Widened Panama Canal likely to begin operation next year

Published March 25, 2015
This aerial view of a cargo ship sailing through the Panama Canal’s Culebra Cut on Monday. The Panama Canal is undergoing the biggest expansion since it opened in 1914. This will allow larger ships to cross the canal.—AP
This aerial view of a cargo ship sailing through the Panama Canal’s Culebra Cut on Monday. The Panama Canal is undergoing the biggest expansion since it opened in 1914. This will allow larger ships to cross the canal.—AP

PANAMA CITY: An expanded Panama Canal is expected to finally be up and running in April 2016, after months of delays and cost overruns, an official overseeing the project said.
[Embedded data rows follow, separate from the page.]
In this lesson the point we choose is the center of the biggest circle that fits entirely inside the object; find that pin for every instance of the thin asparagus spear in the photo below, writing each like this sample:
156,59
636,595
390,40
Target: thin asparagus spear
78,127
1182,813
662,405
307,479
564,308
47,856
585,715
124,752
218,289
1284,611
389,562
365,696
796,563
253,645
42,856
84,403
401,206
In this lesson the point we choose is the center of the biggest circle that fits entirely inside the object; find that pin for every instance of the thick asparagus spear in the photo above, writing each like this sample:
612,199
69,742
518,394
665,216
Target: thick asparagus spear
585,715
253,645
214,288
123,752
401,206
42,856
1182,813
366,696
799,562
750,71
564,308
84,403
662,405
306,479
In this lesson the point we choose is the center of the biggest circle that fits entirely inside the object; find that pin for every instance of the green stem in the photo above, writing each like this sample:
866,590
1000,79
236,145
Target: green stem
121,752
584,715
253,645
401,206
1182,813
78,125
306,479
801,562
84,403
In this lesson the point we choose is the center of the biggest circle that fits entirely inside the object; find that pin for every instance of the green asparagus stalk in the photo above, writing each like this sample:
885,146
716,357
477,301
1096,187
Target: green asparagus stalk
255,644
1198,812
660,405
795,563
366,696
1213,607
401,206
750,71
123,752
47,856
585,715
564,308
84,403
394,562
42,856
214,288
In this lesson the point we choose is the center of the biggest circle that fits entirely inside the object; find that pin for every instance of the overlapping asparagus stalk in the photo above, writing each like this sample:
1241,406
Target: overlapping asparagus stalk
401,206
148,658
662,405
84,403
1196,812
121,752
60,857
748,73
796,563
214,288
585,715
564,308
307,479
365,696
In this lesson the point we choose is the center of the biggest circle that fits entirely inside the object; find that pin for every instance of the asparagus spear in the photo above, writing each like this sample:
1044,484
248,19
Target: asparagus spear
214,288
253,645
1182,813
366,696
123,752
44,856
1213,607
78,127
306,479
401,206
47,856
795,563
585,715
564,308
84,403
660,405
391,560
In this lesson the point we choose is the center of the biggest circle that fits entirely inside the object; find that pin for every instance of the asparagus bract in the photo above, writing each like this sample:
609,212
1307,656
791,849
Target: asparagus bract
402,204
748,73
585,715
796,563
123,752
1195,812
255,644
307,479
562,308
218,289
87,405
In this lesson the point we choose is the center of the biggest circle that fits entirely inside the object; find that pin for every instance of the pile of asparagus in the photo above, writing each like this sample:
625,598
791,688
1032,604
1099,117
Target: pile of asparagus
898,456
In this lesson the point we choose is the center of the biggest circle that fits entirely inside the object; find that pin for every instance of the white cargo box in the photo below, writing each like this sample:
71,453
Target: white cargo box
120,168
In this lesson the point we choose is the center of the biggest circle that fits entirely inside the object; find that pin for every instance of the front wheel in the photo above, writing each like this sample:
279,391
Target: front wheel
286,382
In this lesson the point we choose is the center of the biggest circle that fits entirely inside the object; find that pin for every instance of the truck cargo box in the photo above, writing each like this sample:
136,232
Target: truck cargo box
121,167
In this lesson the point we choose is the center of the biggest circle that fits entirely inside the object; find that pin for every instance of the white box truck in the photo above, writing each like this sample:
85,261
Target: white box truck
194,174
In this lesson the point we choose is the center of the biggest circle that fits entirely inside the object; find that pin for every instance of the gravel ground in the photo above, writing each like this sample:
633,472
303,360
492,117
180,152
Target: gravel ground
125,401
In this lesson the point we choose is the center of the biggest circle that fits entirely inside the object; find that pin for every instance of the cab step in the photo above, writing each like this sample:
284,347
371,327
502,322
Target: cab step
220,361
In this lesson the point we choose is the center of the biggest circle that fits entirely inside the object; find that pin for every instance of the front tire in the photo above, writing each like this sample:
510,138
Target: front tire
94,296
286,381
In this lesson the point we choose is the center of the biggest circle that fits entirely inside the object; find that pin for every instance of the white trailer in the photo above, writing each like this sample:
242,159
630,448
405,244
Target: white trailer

Grupo Unidos Por el Canal (GUPC) is carrying out the extensive upgrade to the canal’s system of locks, to allow the waterway to accommodate ships carrying up to 14,000 containers of freight — triple the current size.

GUPC now says final testing on 16 new locks will begin in June, and that finishing touches on the construction work would be complete by January next year, Canal Administrator Jorge Quijano said. GUPC includes an Italian, Belgian, Spanish and Panamanian company.

Upgrades began in 2007 and were scheduled to be completed in 2014 for the 100th anniversary of the canal, but the work has seen repeated delays.

Initially projected to cost $5.25 billion, the project was reported in January to have incurred an extra $2.39 billion in overruns.

GUPC has begun arbitration to determine who will pay the extra costs.

About five percent of global maritime trade passes through the Panama Canal, whose main users are the United States and China.

Nicaragua last year launched construction of an ambitious $50 billion rival canal, which could handle even larger ships, that it hopes to complete within five years.